Thursday, November 13, 2008

The GOP strategy for next year

My reflexes are a bit slow on this one.

On Monday night, Michael Medved spent a portion of his radio program talking about ways the GOP might improve its election prospects. He mentioned things like encouraging marriage because married folks tended to vote for McCain (52 percent, if I remember correctly).

I hope he's kidding, since Medved usually provides excellent arguments.

There's pretty much one way to win elections. Convince people that your party will do the sorts of things they want done in office. Now, that might appear to feed into Medved's argument, since the GOP has a somewhat friendlier view of traditional marriage (the type that dominates the married demographic), but support from that demographic is fluid. Suppose, for example, that three percent of the U.S. population is homosexual, homosexual marriages are legally recognized and all three percent get married. Abracadabra, the demographic shifts.

It isn't marriage per se that results in an electoral edge for the GOP among marrieds. It is the ideology more likely associated with marriage, at least for now.
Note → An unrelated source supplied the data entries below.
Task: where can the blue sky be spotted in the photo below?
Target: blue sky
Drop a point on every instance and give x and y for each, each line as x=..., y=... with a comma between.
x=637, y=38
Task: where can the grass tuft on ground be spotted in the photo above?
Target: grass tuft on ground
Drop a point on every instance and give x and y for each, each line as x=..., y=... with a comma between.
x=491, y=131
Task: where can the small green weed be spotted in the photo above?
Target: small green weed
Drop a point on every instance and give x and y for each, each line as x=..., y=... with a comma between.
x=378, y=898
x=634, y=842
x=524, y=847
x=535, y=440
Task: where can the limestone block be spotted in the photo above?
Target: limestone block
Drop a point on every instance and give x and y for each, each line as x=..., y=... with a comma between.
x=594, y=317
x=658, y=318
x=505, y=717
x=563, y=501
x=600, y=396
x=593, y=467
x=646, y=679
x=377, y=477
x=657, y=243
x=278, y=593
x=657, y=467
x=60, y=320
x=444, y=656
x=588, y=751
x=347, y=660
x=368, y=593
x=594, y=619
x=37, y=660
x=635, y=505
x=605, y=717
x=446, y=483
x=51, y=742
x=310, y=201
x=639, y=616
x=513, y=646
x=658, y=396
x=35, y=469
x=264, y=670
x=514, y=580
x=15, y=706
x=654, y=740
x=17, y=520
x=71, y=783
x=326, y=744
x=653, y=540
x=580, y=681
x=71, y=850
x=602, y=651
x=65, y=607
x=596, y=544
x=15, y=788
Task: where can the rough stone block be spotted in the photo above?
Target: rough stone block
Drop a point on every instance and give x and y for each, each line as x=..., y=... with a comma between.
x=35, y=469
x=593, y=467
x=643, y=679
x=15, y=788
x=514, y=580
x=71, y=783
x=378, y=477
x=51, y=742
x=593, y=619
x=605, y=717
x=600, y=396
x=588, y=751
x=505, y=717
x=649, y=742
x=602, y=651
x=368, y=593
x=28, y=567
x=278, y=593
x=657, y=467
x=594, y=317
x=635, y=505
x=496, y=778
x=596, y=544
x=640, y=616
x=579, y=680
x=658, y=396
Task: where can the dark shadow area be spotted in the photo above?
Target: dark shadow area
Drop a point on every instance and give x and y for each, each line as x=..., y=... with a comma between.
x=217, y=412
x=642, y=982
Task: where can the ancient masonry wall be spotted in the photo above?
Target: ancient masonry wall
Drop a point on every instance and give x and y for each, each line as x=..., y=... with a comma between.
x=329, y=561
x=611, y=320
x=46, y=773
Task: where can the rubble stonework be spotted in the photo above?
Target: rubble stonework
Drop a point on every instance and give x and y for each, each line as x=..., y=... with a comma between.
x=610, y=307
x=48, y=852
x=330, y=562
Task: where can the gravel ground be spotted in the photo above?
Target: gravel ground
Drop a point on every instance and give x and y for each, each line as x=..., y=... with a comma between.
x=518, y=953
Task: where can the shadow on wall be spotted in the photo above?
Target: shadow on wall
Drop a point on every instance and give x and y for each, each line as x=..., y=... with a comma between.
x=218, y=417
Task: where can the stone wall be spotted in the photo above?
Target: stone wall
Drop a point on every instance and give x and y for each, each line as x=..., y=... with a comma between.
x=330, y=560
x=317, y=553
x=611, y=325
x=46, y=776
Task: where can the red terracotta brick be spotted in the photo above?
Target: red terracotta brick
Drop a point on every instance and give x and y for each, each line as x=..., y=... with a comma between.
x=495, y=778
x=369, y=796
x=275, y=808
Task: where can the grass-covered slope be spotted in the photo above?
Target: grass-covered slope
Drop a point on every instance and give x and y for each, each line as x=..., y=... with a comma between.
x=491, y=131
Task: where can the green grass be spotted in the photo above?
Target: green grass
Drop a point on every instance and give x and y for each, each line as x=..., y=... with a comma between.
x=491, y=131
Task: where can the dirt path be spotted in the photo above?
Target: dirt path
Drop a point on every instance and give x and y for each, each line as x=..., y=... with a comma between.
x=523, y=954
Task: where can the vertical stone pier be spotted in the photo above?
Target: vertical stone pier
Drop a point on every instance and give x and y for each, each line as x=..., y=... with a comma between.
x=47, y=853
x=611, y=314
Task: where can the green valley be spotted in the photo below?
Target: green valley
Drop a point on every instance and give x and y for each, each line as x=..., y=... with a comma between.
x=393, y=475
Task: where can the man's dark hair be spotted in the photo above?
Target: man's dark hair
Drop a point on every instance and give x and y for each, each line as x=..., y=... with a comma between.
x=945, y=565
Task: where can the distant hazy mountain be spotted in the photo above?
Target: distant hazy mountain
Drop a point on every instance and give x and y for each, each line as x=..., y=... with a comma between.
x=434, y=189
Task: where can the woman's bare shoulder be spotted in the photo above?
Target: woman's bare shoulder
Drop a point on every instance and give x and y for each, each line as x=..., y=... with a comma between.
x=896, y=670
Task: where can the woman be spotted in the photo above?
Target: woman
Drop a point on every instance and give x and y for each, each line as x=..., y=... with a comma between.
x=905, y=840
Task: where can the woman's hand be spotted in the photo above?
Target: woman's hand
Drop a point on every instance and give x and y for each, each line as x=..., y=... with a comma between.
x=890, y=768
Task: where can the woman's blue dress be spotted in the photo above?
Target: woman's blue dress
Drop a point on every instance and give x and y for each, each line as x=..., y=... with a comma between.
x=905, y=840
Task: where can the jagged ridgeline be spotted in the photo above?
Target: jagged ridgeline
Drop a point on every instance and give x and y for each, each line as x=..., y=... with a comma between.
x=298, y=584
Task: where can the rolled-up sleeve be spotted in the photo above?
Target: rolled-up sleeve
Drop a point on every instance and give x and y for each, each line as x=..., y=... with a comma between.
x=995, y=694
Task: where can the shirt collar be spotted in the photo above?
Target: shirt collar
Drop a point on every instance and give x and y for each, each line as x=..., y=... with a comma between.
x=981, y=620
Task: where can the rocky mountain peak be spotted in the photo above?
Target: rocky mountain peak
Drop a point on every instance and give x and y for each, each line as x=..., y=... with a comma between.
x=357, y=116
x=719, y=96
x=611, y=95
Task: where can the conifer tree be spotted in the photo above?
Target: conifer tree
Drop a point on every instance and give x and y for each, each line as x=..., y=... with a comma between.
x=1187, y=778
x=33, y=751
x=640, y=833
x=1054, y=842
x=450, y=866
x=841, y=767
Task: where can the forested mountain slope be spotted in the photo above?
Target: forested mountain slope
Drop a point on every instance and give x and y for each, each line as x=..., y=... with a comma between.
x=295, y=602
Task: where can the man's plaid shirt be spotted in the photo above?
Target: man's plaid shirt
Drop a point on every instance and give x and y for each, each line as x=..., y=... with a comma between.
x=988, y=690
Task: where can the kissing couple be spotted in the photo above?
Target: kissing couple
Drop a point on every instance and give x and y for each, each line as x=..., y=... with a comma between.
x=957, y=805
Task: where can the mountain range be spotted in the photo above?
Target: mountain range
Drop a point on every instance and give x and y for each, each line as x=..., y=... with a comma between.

So, the GOP strategy is simple to identify and challenging to implement: Identify the (conservative) actions that our center-right nation is after and then communicate that to the electorate. Hand in hand with that, educate people as to why voting themselves into the pockets of the rich is ultimately a bad idea. The latter is a traditional key appeal of the Democratic Party, and the work of educating people will be difficult. Our educational system and our entertainment industry tend to reinforce socialistic thinking. Both are huge influences.